Er regt auch an, das Schengen-System mit dem freien Personenverkehr einer Prüfung zu unterziehen. "Ob es wieder zu Grenzkontrollen kommt, darüber müssen die Österreicher entscheiden."

"Ein Ruin"

SPÖ-Spitzenkandidat Eugen Freund war für eine Stellungnahme nicht erreichbar, dafür legte sich der Delegationsleiter der SPÖ-Abgeordneten, Jörg Leichtfried, ins Zeug. "Die Ideen der FPÖ sind wirtschaftspolitisch eine Katastrophe und ein Schwachsinn. Die Grenzen wieder dicht zu machen, würde dem Exportland Österreich extrem schaden. Das wäre für bestimmte Industriezweige ein wirtschaftlicher Ruin", wettert er.
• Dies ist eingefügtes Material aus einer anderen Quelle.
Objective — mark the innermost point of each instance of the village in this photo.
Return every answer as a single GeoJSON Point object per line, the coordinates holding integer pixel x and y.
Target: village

Die Freude der FPÖ über das Votum der Schweizer ist für den Sozialdemokraten "nicht nachvollziehbar. Die FPÖ ist bereit, die Interessen österreichischer Arbeitnehmerinnen und Arbeitnehmer in der Schweiz zu verraten."

Geld von Migranten

Wie Innenministerin Mikl-Leitner erinnert auch ÖVP-Spitzenkandidat Othmar Karas daran, dass Österreich "kein Problem" mit dem Sozialtourismus hat.

"Nicht-Österreicher zahlen mehr in die österreichischen Sozialsysteme ein, als sie insgesamt daraus erhalten." Die Wortmeldungen rechter Populisten zum Schweizer Referendum seien "eine Irreführung der Bürgerinnen und Bürger", betont der Vizepräsident des Europäischen Parlaments.

Karas bringt auch ein Beispiel: Der Saldo aus geleisteten Abgaben (Sozialversicherungsbeiträge und Steuern) und die bezogenen Sozialleistungen (Familien- oder Kinderbeihilfe, Arbeitslosengeld, Pensionen) pro Zuwanderer beträgt in der Schweiz 14.549 Euro, in Österreich immer noch 2353 Euro. "Der freie Personenverkehr ist nicht nur ein Grundrecht, sondern kurbelt auch die Wirtschaft an und spült Geld in die Staatskassen", resümiert Karas.

Schlagbaumpolitik

Die grüne Spitzenkandidatin Ulrike Lunacek fürchtet für die 50.000 Pendler in der Ost-Schweiz eine Verschlechterung ihrer Situation. "Die Schlagbaumpolitik gegen den freien Personenverkehr wäre ein schwerer Schlag gegen die Pendler aus Österreich und Deutschland. Diese Pendler bringen ihre Arbeitskraft zum Nutzen der gesamten Region ein."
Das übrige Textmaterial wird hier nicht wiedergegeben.